Conheci Yana em uma oficina de escrita: dedicada, misteriosa, empolgada com o que podia fazer com as palavras. Conheci Yana escrevendo este livro de biquíni, para suportar o calor; depois de um banho de mar; ou de dias intensos de trabalho, remando contra o sono. Conheci Yana teimando em atravessar a cidade, de bicicleta, enquanto chovia — recriando, feito profecia, uma cena descrita em um poema escrito meses e meses antes: “não deveria ter saído com a chuva/não deveria ter saído com as palavras”, em diálogo com os versos de Matilde Campilho. Para alguns, tudo isso é história, e não importa. Para mim, entretanto, o caminho para ler os poemas aqui reunidos é justamente o da intimidade, algo tão caro à poesia de Yana, algo que ela desenvolve tão bem.
Senhoras e senhoras, este livro reúne uma poesia explosiva, “vida que brota”, vista a partir de uma lente multifacetada.

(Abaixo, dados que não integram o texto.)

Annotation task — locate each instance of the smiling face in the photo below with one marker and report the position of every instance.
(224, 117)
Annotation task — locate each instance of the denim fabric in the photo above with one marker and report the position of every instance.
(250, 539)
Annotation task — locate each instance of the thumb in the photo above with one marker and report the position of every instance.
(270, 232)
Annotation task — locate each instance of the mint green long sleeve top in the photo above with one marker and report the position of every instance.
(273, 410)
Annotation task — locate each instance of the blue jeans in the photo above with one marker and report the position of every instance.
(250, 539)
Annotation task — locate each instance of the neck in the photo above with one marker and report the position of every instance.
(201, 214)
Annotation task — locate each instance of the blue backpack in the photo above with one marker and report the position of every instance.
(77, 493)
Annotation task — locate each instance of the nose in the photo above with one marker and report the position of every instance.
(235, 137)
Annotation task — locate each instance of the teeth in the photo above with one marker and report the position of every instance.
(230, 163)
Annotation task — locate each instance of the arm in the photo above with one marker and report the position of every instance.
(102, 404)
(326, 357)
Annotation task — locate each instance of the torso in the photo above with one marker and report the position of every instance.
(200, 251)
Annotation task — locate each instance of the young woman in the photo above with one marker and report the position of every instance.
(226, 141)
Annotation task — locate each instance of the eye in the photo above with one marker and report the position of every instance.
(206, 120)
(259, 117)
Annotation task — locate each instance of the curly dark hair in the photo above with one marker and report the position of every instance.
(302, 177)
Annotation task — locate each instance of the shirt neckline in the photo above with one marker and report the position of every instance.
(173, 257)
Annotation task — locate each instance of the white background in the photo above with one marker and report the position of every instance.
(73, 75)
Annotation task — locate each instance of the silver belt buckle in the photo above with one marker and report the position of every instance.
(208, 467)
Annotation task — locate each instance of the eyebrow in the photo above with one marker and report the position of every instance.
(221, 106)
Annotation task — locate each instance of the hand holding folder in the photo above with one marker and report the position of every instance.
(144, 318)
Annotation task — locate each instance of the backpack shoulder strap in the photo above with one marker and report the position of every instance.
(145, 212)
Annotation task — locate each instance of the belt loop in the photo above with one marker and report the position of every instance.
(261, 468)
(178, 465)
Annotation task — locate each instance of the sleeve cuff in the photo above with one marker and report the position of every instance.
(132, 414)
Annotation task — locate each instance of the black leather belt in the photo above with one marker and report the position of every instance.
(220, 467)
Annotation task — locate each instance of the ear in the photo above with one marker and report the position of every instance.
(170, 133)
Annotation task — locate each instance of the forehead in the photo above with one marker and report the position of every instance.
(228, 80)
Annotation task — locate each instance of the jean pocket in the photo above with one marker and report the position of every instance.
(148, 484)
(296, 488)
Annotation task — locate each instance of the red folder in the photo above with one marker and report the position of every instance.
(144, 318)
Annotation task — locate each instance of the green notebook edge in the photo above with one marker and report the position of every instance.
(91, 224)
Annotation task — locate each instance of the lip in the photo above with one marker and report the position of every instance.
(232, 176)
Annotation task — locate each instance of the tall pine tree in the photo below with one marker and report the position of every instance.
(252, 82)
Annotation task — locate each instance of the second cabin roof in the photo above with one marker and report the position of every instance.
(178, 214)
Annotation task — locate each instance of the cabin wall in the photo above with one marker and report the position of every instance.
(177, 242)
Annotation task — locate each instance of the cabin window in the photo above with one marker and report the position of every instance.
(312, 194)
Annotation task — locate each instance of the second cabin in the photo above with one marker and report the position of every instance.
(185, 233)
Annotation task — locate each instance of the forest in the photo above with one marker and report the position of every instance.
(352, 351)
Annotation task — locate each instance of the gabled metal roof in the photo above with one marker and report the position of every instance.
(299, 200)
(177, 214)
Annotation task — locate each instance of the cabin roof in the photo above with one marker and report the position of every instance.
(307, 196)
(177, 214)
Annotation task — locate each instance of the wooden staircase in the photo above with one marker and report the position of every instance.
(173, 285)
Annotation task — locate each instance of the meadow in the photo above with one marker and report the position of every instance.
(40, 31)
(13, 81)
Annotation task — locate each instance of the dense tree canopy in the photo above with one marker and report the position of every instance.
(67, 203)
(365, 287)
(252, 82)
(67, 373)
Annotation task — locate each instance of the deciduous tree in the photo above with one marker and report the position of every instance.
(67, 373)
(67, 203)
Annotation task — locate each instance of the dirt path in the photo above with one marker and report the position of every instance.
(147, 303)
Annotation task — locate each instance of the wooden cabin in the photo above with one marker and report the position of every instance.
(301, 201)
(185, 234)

A poeta transita entre um olhar reflexivo e crítico sobre a cidade, especialmente uma grande metrópole, que ora é Rio, ora é São Paulo, e se mistura à pandemia, ao desgoverno, à inflação dos supermercados, à desigualdade social, à precarização dos trabalhos e trabalhadores: “Quantas passarelas da Avenida Brasil podem sustentar minhas mãos em descontrole, o meu corpo em descontrole, uma pandemia em descontrole”.
Ganha relevo, também, a desestabilização que essa cidade provoca, o que nos leva a uma escrita que, apesar de íntima, apesar de partir de si, é também descentrada, por vezes até desconcentrada — foge, se amplia. É em meio à profusão de luzes e estímulos da cidade e do seu tempo que Yana veste tudo de neon, até mesmo a pele. E escreve sobre incertezas, desconhecidos, desequilíbrios variados. Escreve no ritmo acelerado da cidade, mas cria um outro fluxo, apostando no que não estudou, no que não conhece, no que não sabe nomear. Aposta na escrita e no amor, coisa de quem sabe que é sempre melhor acordar com quem se ama — “o dia é mais dia quando acordo dentro dos seus olhos”.
A alusão aos vestígios do cotidiano, desde as pizzas frias na geladeira até “o jeito de amar a maneira como seu esmalte rosa se desfaz”, é um exercício poético em si. E assim ela funde o amor e a escrita como dois gestos indispensáveis, incontornáveis, que explodem apesar do capitalismo, apesar dos pactos sociais de pura violência e embrutecimento. Toda vez que isso acontece, ela segura o avião, e “life can be so sweet”.